Sandra Schmitz [2014 Richard G. Carrott Memorial Travel Award]
The Carrott Award allowed me to conduct archival research in New York City for my thesis, Saving Carnegie Hall: A Case Study of Historic Preservation in Postwar New York City. My thesis explored how and why Carnegie Hall’s seemingly mediocre architecture was protected in 1960 when other far more architecturally distinguished buildings, such as New York’s famed Pennsylvania Station, were demolished only a few years later. Visiting New York City allowed me to see the building firsthand and access a number of historical resources, the most valuable of which was Carnegie Hall’s own archive. The institution has systematically acquired documents related to the building and its performances, and their archive possessed a wealth of information including newspaper clippings, correspondence, legal documentation, and photographs spanning Carnegie Hall’s entire five-year preservation effort. I was also able to consult files in the Performing Arts Library at the New York Public Library, which held from clippings and fundraising letters collected by musicians and patrons of Carnegie Hall and documents related to New York City’s first legislation attempting to regulate architectural aesthetics. These materials provided a crucial historical framework to understand Carnegie Hall in the cultural and architectural context of postwar New York City.
Carnegie Hall, New York, NY, 1960 (from the Carnegie Hall Archives).
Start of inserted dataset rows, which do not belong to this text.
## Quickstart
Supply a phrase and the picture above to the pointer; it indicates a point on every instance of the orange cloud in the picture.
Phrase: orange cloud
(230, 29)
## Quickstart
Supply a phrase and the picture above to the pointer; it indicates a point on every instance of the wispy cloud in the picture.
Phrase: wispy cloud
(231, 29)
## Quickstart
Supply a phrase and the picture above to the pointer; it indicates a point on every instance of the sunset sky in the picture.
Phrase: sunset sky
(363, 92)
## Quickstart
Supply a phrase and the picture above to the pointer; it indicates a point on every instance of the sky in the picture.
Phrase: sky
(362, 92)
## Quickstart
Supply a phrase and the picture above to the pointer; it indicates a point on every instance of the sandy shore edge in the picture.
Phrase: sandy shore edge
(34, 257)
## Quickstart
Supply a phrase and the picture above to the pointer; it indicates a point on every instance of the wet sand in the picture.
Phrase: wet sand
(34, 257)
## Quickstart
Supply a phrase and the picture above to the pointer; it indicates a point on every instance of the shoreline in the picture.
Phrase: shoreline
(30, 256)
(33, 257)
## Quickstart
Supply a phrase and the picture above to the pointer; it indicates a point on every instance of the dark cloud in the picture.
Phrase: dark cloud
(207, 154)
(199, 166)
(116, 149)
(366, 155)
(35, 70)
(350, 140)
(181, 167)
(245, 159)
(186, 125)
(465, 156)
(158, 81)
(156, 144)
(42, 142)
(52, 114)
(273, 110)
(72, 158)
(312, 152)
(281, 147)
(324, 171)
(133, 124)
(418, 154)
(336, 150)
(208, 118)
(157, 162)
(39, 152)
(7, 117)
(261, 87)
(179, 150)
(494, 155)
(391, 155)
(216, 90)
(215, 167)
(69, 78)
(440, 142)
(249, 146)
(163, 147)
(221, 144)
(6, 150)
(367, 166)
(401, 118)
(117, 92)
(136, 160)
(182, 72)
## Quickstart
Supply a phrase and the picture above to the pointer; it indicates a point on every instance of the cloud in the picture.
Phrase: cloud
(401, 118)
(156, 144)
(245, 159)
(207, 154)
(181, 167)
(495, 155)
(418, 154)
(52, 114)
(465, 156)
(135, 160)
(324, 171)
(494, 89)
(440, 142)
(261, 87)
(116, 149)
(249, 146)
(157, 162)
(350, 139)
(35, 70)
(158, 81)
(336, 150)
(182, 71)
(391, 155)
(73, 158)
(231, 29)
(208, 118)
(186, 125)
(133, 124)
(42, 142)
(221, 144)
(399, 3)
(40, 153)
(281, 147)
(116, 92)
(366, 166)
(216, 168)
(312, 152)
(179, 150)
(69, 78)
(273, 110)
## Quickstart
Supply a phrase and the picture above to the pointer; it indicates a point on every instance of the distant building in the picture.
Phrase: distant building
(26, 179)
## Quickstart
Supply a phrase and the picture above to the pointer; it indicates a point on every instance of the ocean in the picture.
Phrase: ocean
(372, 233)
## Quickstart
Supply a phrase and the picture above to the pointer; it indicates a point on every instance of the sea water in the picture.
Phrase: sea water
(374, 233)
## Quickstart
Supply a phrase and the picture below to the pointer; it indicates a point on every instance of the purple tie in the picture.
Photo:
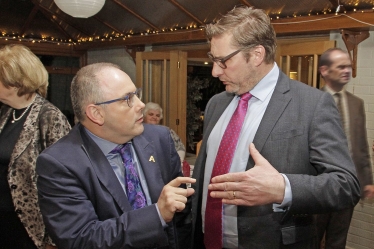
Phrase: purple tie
(222, 164)
(135, 194)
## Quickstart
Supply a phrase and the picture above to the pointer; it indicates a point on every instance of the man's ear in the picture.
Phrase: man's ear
(258, 54)
(95, 113)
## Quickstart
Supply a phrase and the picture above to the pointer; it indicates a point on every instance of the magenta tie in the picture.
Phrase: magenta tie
(222, 164)
(134, 191)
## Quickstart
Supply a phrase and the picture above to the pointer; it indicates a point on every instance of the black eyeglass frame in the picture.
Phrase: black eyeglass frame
(129, 98)
(221, 62)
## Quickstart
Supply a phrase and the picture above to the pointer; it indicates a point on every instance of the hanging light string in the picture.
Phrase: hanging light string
(170, 31)
(324, 18)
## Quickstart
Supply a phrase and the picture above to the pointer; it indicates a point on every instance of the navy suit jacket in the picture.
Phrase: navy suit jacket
(300, 134)
(83, 204)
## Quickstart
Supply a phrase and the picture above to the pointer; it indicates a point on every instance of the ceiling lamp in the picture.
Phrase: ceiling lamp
(80, 8)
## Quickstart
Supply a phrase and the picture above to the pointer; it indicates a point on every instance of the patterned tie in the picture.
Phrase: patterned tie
(226, 150)
(134, 191)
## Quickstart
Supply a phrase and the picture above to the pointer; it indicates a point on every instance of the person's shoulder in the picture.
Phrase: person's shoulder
(352, 97)
(68, 143)
(151, 129)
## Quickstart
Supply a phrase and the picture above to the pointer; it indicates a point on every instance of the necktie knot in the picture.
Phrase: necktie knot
(245, 97)
(134, 190)
(222, 164)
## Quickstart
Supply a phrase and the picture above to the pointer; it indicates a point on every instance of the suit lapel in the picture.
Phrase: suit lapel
(104, 171)
(278, 103)
(149, 163)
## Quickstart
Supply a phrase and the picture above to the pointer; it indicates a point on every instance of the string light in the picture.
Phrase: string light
(172, 30)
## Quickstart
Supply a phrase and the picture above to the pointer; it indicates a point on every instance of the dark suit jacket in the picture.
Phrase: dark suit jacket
(359, 144)
(301, 136)
(83, 204)
(44, 125)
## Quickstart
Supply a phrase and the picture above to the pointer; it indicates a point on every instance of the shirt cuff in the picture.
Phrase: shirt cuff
(163, 223)
(287, 200)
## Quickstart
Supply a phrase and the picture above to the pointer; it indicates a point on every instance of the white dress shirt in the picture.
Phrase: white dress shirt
(257, 105)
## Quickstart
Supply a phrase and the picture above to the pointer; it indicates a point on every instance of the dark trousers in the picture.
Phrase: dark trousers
(12, 233)
(334, 226)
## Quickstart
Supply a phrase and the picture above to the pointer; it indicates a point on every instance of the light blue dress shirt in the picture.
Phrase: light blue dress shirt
(115, 161)
(257, 105)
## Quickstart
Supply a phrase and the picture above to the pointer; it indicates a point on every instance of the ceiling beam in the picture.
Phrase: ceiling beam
(179, 6)
(335, 5)
(108, 25)
(246, 3)
(29, 19)
(321, 23)
(161, 38)
(283, 27)
(136, 15)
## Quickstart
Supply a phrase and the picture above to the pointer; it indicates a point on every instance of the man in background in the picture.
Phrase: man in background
(273, 152)
(112, 182)
(336, 68)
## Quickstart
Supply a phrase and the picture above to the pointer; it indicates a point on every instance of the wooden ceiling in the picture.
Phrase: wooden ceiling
(136, 23)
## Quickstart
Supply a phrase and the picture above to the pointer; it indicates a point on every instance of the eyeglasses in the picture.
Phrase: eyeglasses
(221, 62)
(129, 98)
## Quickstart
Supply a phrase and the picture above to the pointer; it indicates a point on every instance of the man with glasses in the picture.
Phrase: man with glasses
(112, 182)
(273, 152)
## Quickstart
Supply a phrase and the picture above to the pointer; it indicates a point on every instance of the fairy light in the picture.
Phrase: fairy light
(188, 28)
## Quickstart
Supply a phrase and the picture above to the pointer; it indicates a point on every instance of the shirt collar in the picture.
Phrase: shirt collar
(105, 145)
(332, 92)
(266, 84)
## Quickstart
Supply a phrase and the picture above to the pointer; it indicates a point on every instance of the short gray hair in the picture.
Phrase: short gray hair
(85, 88)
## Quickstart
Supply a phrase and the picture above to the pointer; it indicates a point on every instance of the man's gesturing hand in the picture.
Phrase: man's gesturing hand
(260, 185)
(173, 199)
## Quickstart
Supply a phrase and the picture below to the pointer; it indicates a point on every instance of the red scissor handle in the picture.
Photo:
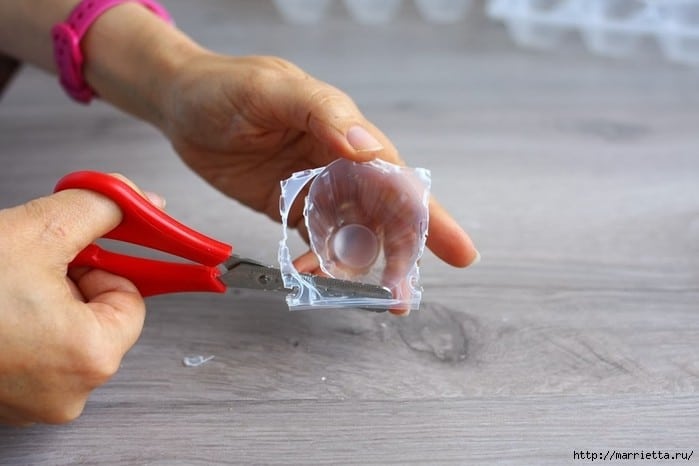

Edgar B. Ramirez [2013 Barbara Brink Travel Award]
The Barbara Brink Travel Award supported research in England on my MA thesis, The Canterbury Roll- Reconsidering the Medieval Viewer’s Encounter with the Twelve Typological Windows at Canterbury Cathedral. With the encouragement of Dr. Conrad Rudolph, I began researching the mysterious emergence of a related set of manuscripts from the 13th, 14th, and 15th centuries. Many scholars had written them off as being nothing more than replacement copies of the original Latin verse inscriptions from the 12th century Typological Windows at Canterbury Cathedral. Yet the design of these documents was unique—in comparison to other manuscripts from the period—and distinct from each other. I was convinced that these differences were not accidental, but conveyed distinctive responses to the artistic culture of typological windows. In particular, I believed that the Canterbury Roll was used as a guide to provide the public with a visual and performative reading of the windows’ imagery. Through the collaborative efforts with the archivists at the Canterbury Cathedral Archives and the Corpus Christi College Libraries at Oxford and Cambridge, I was able to find ‘visual aids’ and markings in the documents to confirm my suspicions—examining the documents in person was critical to the formation of my thesis.
Edgar Ramirez in front of the Becket Miracle Windows, Northeast exterior of Trinity Chapel, Canterbury Cathedral.
Leslie Paprocki [2013 Richard G. Carrott Memorial Fund Award]
The Carrott Award supported research travel for my thesis, Rush and Wait: Airports, Seriality, and Undecideability in the Work of Garry Winogrand. Two trips to the Center for Creative Photography at the University of Arizona in Tucson allowed me to work closely with Winogrand’s vast archive of contact sheets. These objects form the basis of my thesis, which explores the importance of Winogrand’s photographs of airports in the 1960s and 1970s. While at the CCP archives, I was able to truly appreciate the volume of images that Winogrand produced and begin to understand how the airport photographs functioned as a component of his larger body of work. The Carrott Award also allowed me to travel to the San Francisco Museum of Modern Art to see the Garry Winogrand retrospective and gain access to the current scholarship on Winogrand’s work.